Ball besteht darauf, dass Benetechs Aufgabe darin besteht, "die Geschichte zu klären" und nicht die Politik zu diktieren. Der guatemaltekische Präsident Álvaro Colom zeigte seine Unterstützung bei einem Besuch im Archiv im vergangenen Jahr. Dennoch "ist es in diesem Land gefährlich geworden, sich zu erinnern", sagt Gustavo Meoño, Direktor des Archivprojekts. Es wurde mindestens ein Versuch unternommen, das Archiv zu bombardieren. Nicht jeder ist bestrebt, die jüngste Vergangenheit aufzuarbeiten, insbesondere die Polizei - einige dienen noch im aktiven Dienst -, die in Verbrechen verwickelt sein könnte. Zumindest aber hoffen die Forscher, den Angehörigen und Überlebenden der Opfer die Schließung zu ermöglichen. "Wenn Sie ein offizielles Dokument haben, das beweist, dass das, was Sie gesagt haben, wahr ist", sagt Villagran, "ist es für niemanden schwieriger zu sagen, dass Sie über das lügen, was mit Ihnen, Ihrer Familie und den geliebten passiert ist." Villagrans Stimme bricht, als sie erzählt, wie ihr Mann entführt wurde und dann während des Krieges verschwand.

Im vergangenen März veröffentlichte Sergio Morales, der Bürgerbeauftragte der guatemaltekischen Regierung für Menschenrechte, den ersten offiziellen Bericht über das Polizeiarchivprojekt "El Derecho a Sabre" ("Das Recht zu wissen"). Obwohl viele Menschenrechtsbeobachter weitreichende Enthüllungen erwartet hatten, beschrieb der 262-seitige Bericht meist nur das Archiv. Ball war unter den Enttäuschten, obwohl er hofft, dass ein zweiter Bericht, der sich derzeit in der Entwicklung befindet, weitere Details enthält.

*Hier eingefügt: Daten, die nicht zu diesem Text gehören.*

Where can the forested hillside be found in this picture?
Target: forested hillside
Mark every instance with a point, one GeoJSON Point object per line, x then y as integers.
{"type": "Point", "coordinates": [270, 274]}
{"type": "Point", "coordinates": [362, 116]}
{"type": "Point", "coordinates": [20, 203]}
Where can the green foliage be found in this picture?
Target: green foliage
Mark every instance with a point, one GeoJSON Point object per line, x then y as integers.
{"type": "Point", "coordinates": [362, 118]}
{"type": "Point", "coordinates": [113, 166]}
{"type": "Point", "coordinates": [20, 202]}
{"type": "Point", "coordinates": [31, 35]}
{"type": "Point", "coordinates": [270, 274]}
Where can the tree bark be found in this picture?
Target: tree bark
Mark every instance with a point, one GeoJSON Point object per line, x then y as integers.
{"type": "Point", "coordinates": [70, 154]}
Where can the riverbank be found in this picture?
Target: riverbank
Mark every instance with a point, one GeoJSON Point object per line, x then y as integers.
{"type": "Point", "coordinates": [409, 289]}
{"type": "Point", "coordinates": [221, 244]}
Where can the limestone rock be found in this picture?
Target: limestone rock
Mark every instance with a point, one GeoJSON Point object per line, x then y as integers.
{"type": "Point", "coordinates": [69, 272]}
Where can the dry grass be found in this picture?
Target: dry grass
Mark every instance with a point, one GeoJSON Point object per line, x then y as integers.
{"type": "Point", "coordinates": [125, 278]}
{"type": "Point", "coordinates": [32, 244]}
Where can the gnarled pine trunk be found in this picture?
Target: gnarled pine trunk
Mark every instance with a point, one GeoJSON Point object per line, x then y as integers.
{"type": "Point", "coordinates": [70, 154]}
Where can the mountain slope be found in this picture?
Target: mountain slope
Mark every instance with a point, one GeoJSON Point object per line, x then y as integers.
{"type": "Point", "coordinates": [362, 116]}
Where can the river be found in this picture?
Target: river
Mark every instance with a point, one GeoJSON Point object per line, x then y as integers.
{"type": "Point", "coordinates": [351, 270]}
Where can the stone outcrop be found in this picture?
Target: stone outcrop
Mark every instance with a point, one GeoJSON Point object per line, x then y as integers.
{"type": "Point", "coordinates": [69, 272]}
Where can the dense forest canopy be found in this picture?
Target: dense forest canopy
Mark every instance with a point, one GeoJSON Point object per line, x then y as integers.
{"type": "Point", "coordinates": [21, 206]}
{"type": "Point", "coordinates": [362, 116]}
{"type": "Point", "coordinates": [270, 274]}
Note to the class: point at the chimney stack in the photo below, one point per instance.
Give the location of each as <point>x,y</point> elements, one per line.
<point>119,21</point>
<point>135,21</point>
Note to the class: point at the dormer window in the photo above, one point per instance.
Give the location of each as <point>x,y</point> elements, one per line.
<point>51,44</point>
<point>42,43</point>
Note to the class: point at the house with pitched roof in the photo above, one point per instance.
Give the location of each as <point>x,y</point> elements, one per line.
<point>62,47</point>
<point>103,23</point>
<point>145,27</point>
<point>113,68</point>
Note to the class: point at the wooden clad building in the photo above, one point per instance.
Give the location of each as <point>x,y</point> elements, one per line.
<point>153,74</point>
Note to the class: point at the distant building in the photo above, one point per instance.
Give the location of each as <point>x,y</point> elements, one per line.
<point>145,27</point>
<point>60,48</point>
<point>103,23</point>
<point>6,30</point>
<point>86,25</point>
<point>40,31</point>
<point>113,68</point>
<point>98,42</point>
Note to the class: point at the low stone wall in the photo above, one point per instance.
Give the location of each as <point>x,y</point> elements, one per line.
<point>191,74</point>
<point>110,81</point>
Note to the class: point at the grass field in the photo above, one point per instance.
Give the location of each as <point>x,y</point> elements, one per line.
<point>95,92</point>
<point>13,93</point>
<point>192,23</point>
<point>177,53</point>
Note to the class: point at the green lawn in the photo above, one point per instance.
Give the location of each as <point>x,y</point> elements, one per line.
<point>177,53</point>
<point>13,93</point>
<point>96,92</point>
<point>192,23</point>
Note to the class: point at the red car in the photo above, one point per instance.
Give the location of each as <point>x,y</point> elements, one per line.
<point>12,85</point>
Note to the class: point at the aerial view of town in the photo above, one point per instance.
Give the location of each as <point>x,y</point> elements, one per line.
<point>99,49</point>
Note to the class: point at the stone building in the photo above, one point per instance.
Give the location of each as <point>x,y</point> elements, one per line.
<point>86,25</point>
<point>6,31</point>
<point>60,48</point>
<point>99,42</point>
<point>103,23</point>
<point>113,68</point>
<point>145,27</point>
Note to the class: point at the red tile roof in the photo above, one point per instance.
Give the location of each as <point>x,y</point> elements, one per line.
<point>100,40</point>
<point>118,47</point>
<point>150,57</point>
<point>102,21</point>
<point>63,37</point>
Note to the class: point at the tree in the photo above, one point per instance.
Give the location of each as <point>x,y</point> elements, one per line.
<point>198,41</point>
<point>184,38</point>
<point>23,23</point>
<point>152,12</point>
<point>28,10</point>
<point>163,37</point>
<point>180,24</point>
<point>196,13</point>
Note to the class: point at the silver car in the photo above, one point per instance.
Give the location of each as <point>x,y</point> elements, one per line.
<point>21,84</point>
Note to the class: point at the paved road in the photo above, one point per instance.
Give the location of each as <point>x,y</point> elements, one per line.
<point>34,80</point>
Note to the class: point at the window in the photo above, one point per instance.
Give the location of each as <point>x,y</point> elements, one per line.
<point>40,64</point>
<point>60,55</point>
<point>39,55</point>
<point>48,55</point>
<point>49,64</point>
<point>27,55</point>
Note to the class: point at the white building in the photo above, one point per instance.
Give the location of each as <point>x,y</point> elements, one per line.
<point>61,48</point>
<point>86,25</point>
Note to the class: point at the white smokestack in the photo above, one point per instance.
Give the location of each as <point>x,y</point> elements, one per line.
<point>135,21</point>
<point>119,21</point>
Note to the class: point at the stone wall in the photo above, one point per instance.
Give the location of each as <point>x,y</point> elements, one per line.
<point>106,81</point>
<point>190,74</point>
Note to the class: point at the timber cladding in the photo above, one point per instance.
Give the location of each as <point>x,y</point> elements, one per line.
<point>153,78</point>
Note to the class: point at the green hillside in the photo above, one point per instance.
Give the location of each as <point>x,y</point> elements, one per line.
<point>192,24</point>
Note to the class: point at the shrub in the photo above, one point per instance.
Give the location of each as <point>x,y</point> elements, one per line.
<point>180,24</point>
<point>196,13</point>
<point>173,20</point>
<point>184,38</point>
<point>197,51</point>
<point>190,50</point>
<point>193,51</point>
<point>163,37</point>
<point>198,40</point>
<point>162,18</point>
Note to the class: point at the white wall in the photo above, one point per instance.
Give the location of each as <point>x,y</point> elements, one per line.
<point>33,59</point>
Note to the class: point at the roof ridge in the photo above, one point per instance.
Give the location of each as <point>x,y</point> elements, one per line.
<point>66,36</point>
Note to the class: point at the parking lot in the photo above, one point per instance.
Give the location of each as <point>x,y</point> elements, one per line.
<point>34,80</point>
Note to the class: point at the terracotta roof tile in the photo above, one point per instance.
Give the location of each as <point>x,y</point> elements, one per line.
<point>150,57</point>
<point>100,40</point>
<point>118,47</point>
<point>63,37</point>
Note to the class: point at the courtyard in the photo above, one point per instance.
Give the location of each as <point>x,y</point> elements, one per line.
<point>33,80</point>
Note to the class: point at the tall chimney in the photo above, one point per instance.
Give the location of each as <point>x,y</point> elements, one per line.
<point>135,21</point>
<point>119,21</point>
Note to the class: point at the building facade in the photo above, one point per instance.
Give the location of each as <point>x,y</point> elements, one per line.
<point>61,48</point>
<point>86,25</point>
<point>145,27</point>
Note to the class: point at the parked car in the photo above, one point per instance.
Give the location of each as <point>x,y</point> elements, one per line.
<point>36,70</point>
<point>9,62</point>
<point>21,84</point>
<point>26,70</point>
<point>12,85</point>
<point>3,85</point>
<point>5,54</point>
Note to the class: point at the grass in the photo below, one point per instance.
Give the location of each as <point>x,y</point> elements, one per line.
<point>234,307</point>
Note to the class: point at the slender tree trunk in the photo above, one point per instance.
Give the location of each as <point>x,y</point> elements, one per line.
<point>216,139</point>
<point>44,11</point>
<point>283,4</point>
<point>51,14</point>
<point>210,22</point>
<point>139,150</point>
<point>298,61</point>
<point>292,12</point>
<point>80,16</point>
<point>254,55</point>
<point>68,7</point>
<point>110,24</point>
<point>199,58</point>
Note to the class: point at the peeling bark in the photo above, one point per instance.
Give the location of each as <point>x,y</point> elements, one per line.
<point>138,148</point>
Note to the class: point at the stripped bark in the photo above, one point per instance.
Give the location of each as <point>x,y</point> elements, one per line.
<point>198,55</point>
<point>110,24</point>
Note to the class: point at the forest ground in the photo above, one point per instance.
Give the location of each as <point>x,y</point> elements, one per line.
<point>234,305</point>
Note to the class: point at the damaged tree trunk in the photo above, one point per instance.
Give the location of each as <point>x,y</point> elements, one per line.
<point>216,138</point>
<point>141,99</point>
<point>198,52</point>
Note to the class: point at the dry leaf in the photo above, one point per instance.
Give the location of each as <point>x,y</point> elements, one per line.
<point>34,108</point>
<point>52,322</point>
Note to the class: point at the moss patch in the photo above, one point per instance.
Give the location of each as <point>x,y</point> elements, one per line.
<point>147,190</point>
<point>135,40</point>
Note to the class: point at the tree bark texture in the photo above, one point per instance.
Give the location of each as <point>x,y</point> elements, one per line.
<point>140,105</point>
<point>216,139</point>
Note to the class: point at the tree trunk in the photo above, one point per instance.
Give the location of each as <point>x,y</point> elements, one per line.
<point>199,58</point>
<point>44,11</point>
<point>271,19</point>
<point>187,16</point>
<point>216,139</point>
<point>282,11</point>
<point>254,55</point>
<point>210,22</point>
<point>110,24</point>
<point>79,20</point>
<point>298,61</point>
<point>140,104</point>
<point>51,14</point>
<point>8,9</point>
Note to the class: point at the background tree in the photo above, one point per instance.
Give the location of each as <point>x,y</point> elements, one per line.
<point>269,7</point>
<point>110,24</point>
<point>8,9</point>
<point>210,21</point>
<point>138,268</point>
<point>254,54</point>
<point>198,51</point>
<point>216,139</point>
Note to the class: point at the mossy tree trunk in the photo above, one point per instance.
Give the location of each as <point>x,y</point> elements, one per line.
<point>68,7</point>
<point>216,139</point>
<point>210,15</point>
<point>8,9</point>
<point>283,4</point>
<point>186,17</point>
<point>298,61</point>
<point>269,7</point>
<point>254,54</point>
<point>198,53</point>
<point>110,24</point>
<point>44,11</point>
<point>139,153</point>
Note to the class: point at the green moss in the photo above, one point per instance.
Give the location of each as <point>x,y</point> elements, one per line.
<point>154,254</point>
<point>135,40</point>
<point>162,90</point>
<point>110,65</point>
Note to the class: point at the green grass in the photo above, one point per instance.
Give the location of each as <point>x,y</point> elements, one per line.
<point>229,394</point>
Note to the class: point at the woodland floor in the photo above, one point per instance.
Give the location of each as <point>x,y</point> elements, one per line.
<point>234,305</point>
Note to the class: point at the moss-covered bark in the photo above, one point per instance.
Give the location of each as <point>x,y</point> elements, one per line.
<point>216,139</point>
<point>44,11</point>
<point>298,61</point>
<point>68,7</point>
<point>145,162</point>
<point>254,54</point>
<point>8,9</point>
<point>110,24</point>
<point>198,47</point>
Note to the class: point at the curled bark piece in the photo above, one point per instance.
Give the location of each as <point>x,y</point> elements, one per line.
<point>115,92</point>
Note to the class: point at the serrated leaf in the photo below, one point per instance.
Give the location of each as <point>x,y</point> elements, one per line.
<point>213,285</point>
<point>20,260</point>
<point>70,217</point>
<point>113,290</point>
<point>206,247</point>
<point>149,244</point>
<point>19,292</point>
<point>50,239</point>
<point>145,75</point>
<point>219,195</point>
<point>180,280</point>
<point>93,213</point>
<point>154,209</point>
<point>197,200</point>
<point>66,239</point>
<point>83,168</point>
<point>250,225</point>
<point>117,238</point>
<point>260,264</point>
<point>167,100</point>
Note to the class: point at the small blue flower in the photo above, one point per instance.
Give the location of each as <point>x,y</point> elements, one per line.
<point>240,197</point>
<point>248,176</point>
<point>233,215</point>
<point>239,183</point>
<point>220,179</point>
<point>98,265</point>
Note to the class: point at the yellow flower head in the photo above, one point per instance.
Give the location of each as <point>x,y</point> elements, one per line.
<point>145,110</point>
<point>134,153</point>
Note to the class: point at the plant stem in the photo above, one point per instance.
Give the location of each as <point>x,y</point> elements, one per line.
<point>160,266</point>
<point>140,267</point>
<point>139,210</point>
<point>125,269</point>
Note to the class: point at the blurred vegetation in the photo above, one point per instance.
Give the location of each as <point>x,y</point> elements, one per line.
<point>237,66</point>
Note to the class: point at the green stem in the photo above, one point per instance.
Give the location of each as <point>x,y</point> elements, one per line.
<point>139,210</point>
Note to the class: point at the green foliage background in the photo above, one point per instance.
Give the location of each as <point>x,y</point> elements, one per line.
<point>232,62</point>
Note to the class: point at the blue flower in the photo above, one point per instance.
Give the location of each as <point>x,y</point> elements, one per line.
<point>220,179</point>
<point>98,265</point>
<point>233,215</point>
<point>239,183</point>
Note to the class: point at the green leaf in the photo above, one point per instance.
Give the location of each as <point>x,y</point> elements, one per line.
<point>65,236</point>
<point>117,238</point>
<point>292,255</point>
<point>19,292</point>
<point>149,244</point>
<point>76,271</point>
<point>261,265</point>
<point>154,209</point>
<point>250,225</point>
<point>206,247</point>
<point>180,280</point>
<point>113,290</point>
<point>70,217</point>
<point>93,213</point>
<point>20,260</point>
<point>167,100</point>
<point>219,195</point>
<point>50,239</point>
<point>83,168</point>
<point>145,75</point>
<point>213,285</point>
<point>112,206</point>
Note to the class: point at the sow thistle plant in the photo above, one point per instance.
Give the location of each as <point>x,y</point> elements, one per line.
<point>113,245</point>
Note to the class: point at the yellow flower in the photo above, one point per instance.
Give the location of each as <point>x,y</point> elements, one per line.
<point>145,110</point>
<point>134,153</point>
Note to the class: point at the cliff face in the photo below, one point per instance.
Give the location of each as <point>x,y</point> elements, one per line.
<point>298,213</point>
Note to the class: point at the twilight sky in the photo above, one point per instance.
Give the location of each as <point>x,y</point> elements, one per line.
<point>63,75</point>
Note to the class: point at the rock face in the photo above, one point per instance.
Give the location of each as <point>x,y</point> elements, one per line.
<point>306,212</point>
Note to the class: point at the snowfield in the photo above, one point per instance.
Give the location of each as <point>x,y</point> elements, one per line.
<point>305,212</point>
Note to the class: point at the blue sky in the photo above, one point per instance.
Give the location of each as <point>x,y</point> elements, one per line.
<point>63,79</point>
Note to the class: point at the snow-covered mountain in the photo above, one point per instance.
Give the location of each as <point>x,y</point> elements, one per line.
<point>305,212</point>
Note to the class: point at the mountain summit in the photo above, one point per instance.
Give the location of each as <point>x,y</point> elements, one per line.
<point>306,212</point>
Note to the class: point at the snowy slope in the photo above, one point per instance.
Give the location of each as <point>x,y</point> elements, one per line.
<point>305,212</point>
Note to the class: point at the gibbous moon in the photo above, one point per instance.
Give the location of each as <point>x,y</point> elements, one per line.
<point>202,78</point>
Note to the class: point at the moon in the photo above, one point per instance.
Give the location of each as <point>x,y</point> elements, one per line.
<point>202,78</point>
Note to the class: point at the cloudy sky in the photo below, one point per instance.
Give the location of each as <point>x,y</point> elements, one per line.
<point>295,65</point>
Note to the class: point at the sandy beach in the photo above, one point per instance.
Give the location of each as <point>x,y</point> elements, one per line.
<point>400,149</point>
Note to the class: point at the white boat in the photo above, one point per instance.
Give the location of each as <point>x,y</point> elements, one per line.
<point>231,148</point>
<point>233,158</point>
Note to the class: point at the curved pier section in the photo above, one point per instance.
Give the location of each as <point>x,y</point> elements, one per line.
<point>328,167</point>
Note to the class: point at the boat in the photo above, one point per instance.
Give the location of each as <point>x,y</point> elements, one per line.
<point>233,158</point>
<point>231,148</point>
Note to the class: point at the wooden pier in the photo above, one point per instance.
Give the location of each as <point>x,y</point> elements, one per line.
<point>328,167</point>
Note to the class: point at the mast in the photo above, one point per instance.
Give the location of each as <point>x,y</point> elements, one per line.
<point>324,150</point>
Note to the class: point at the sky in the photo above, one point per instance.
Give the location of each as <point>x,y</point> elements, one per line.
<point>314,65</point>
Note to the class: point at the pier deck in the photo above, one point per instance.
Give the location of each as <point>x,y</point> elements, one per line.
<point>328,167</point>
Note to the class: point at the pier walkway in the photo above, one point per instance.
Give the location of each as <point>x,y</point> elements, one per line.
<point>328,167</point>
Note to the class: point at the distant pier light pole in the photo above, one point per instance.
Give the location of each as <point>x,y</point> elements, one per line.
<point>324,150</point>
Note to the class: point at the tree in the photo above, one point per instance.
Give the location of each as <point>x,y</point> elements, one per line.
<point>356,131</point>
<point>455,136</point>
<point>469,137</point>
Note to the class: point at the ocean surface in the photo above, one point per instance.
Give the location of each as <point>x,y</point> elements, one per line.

In dem Bericht wurde jedoch ein konkreter Fall genannt - der von Edgar Fernando García, einem Studenten, der 1984 erschossen wurde, in ein Polizeikrankenhaus gebracht wurde und von dem nie wieder etwas gehört wurde. (Garcías Witwe ist jetzt Kongressabgeordnete.) Auf der Grundlage von Beweisen, die aus dem Archiv stammen, wurden zwei ehemalige Mitglieder einer Polizeieinheit, die mit Todesschwadronen in Verbindung stehen, verhaftet. Gegen zwei weitere Verdächtige wurden Haftbefehle ausgestellt. Es war ein alarmierender Präzedenzfall für diejenigen, die immer noch in Mitleidenschaft gezogen werden konnten: Am Tag nach der Veröffentlichung des Berichts wurde Morales 'Frau entführt und gefoltert. "Sie wenden Gewalt an, um Angst zu verbreiten", sagte Morales gegenüber Zeitungen.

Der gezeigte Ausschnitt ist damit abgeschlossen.